Friday, 7 June 2013

Why I'm afraid of running

I’ve been afraid to get back into running. I freeze up, I get nervous, I do everything I can to get out of it.

After my run with the girls on Wednesday (which was awesome), I started thinking about why. Why was I so terrified of going for a run with them?

Junior High


When I was in 7th and 8th grade, I was a fat asthma kid. I affectionately call that girl - jogging suit set girl. I was cubby and wore whatever I could to hide it (FYI big clothes only make you look bigger but what do 13 year olds know eh?)

My gym teacher, Mrs. Chandler, was horrible to me. If you were on an athletics team, you could sail through. The rest of us, nightmare.

The worst of it - cross country running.

I was actually in the running team in grade 6. When I could drag myself out of bed (yep - night owl since birth), I’d run around the halls of our round school and got a medal in a track meet.
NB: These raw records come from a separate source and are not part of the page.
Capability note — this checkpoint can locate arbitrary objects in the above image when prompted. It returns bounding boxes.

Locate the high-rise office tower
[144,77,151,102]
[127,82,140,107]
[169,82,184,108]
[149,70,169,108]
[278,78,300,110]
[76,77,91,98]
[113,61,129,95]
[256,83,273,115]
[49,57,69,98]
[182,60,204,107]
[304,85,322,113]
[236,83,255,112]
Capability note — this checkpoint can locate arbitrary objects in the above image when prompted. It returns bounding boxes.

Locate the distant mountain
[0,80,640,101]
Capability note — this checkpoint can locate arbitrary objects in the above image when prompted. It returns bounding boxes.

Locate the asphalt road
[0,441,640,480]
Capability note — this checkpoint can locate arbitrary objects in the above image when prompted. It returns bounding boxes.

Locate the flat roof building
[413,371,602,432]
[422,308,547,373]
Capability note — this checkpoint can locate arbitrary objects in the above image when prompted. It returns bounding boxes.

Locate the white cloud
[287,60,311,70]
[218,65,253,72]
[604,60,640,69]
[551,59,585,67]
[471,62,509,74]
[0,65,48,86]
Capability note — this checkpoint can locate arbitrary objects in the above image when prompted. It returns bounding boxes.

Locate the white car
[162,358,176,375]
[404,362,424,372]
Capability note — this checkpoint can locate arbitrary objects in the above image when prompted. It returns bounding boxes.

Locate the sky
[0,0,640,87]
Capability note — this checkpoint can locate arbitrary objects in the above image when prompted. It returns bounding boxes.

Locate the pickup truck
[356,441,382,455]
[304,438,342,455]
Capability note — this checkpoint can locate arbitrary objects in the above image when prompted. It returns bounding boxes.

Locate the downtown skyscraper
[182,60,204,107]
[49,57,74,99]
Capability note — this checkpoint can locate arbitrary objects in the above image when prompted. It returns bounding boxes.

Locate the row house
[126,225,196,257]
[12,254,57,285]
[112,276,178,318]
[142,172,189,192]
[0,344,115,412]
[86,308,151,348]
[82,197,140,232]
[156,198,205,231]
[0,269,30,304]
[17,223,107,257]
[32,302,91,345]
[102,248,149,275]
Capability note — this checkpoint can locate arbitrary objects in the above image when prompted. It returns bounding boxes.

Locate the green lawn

Participatory medals count.

But junior high running was outdoors during allergy season. Not only was I out of shape, but I couldn’t breath and the two kilometers were had to run might as well have been a marathon.

I got a doctors note excusing me from this cross country torture but my teacher made me run anyway. My mom got wind of this and was furious. So she called the Principle.

In the tenuous relationship between junior high teacher and junior high student, this was not a good move. I basically tattled on her. So began the taunting, the singling out and her telling the other kids I couldn’t run because I was allergic to air…sigh.

The worst was the all school cross country run. I had to participate. My usual tactic was to run with the crowd until I was out of sight of the school and then walk and painfully half jog until it was finally over. But this was before the whole mom calling the office thing.

In front of the whole school, my amazingly kind (but misguided) Principal, placed his hand on my shoulder and gave me a pep talk. He said “I know you’ll want to run, and you will feel peer pressure to run when the rest of them run, but you mustn’t run. If you want, I can walk with you and keep you company”

Shoot me now. I shook my head no and hoped the ground would swallow me whole and transport me to the land of no running.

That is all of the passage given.